E=motion, the name given to a World Electric Land Speed Record contender has been sold at auction for a second time, for a mere £11,500 including buyers premium. The auction was Bonhams’ annual auction at the Beaulieu Autojumble this weekend the 7th and 8th.
Commissioned for an attempted FIA World Electric Land Speed Record by Prime Time Land Speed Engineering, E=motion was constructed by Hauser Race Cars, one of the UK’s leading dragster constructors. Prime Time already had a couple of exciting jet powered racers and hoped to best the long standing sub 1000kg electric vehicle record with this new machine.
Two ABB through-ventilated AC electric motors (ABB Type ACS 800) were chosen to fulfill the power required to accelerate the car over the measured mile and chrome-molybdenum tubing was employed to keep weight down but strength up in the chassis. Clad in aluminium and Carbon Fibre, the cars total weight came to a mere 750kilos. Considering the car’s tiny featherweight, this does not correlate to it being a small car, instead, E=motion is over 30 feet long, yet has a tiny profile of 24 inches high and 30 inches wide.

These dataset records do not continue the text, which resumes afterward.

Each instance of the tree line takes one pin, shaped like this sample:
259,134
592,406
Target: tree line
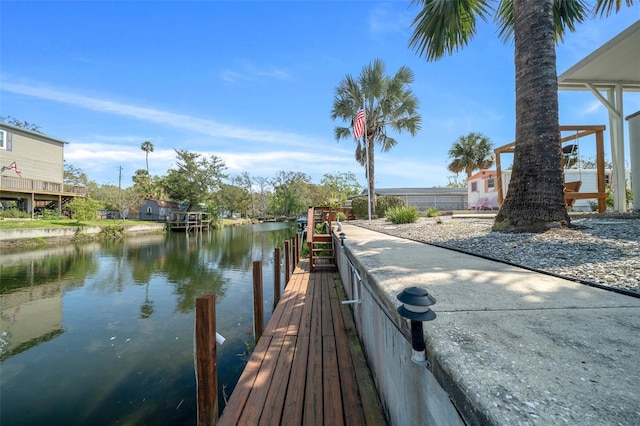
199,182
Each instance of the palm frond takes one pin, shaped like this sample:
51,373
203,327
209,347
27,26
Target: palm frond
566,14
444,26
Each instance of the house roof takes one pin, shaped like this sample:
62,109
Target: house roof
418,191
481,174
29,132
616,61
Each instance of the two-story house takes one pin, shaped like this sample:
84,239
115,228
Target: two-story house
32,174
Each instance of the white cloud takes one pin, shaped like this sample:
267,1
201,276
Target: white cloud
181,121
249,72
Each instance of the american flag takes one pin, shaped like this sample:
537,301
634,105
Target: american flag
358,125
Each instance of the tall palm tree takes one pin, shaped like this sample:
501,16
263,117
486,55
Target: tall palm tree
469,153
389,103
147,147
535,200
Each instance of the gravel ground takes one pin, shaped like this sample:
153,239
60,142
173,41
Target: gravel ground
600,250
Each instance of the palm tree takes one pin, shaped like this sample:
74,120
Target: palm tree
147,147
470,153
535,200
388,102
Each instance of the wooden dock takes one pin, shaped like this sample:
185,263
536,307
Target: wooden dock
308,366
187,221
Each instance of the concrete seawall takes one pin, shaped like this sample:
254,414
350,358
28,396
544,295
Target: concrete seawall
19,235
508,345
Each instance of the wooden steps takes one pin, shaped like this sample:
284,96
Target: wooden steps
321,247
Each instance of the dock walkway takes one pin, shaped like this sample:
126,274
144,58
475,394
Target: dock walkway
308,366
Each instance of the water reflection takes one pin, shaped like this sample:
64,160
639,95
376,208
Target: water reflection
103,333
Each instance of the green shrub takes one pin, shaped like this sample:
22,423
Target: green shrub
14,213
360,207
48,214
406,214
383,203
113,232
432,212
84,209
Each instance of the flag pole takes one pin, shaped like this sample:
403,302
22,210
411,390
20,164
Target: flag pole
366,144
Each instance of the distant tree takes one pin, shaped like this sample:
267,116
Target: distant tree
470,153
84,208
147,147
288,190
148,187
389,103
535,200
196,178
339,186
314,195
73,175
22,124
263,184
233,199
245,181
119,200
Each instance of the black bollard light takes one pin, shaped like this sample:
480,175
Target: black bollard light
415,307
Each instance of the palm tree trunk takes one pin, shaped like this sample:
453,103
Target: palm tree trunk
371,174
535,200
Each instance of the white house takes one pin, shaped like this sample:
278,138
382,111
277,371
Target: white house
483,195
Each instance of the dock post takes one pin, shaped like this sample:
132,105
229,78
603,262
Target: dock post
206,360
276,277
258,305
296,250
287,262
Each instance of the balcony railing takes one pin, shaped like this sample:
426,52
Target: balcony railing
17,184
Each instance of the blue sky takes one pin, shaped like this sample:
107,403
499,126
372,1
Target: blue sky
253,83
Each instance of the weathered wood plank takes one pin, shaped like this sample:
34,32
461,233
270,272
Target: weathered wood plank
318,376
313,409
274,403
353,411
327,320
295,397
280,319
255,402
332,402
233,409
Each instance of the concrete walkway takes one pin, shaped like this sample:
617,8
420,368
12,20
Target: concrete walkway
513,346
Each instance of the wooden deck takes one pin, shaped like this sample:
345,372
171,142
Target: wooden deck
308,366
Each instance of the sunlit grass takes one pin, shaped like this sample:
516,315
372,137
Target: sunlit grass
63,223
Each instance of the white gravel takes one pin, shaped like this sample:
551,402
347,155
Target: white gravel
601,250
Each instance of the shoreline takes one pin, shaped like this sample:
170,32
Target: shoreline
598,250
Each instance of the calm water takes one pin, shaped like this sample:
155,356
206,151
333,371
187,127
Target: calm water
102,333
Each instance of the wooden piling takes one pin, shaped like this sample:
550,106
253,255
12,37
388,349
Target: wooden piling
287,262
206,360
258,304
296,250
276,277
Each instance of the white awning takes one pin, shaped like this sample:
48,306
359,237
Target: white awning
615,62
608,72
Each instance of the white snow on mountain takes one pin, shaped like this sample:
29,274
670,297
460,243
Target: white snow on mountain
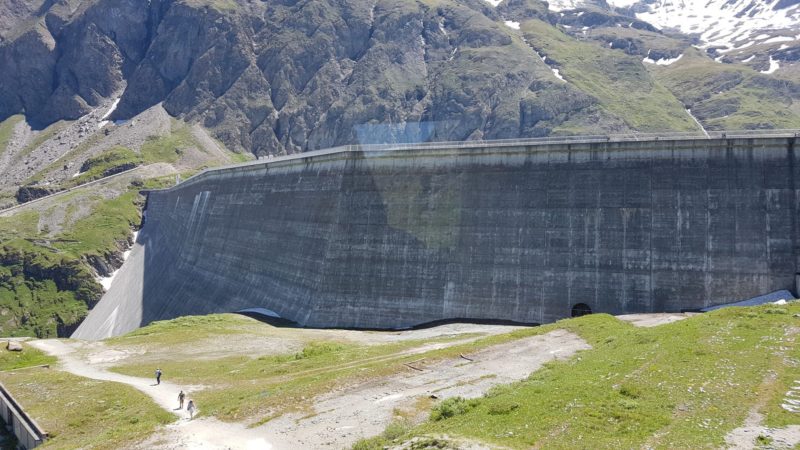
773,66
727,25
661,62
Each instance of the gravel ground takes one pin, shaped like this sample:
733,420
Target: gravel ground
343,416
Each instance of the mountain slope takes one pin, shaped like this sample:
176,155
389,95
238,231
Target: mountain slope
284,77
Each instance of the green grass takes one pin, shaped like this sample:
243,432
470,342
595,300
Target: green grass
109,223
111,161
168,148
729,96
688,383
161,334
41,138
258,388
82,413
28,357
7,129
620,82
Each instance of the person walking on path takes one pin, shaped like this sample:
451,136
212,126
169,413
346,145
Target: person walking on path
190,407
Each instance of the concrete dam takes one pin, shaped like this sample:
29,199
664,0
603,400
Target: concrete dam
398,236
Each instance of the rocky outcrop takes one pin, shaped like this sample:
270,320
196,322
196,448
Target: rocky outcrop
285,77
32,192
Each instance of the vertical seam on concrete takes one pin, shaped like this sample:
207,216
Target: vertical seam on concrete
793,187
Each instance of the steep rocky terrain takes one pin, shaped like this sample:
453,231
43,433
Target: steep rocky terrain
288,76
90,88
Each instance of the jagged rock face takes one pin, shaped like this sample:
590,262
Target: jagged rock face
286,76
70,60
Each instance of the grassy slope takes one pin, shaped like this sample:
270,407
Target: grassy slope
259,388
728,96
6,128
28,357
82,413
620,82
37,302
683,385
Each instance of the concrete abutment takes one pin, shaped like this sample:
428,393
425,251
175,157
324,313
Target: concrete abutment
375,238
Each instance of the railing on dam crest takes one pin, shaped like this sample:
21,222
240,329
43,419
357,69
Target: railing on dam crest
543,141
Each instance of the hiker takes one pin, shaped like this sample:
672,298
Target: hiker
190,408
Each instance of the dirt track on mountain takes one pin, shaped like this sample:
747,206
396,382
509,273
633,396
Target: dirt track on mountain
341,417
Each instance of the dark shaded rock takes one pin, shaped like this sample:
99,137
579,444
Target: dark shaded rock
32,192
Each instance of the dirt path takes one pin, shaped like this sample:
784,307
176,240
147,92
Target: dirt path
202,433
341,417
654,319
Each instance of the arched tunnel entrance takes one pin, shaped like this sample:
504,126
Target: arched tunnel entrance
581,309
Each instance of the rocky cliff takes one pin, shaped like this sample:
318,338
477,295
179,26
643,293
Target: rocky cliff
288,76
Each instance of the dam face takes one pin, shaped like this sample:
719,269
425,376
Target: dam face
392,239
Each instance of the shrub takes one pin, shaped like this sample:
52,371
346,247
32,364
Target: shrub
451,407
502,408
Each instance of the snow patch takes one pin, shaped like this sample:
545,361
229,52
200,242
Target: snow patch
702,128
561,5
555,70
724,24
106,281
662,62
103,122
773,66
777,39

Willwood drag racing units on each wheel provided stopping power, working alongside tail mounted parachutes. Keeping the wheels on the ground over the types of terrain expected for a land speed attempt meant AVO’s fully adjustable coil-over shocks were an ideal choice.
Incredibly, the car was made with almost all drive train parts being mainstream ‘off the shelf’ parts, requiring only sourcing and putting together in the cars unique frame.
Bruntingthorpe was selected as the ideal location for testing and the car didn’t disappoint, reaching speeds of nearly 150mph over a one-mile distance. In 2005 E=motion was taken to Chott el Jerid in Tunisia for it’s inaugural attempt at a record run, but sadly bad weather meant the attempt had to be postponed.
A second effort was made with the car and Nevada, home to many other record attempts was chosen as the venue. During final testing, the engineers set the car to a mere 48% power and were still able to achieve an average speed of 189.9mph over a measured mile, reaching a top speed of over 200mph. Just as expectations and hopes were raised, a technical problem ended the possibility of an officially timed run and lack of further funding meant the project was shelved.
Since then, the car enjoyed limelight at the Beaulieu National Motor Museum as a display until it was then sold at auction in 2009, interestingly, for about half the value of this weekend’s auction.
Despite the car never reaching an official measured mile, it is completely conceivable that it might have been able to do so, and is still capable of doing so should the new owner decide to make an attempt on the record. Only this year was the bar raised by Lord Drayson in his modified Lola to just over 204mph – well within reach of E=motion’s design capability.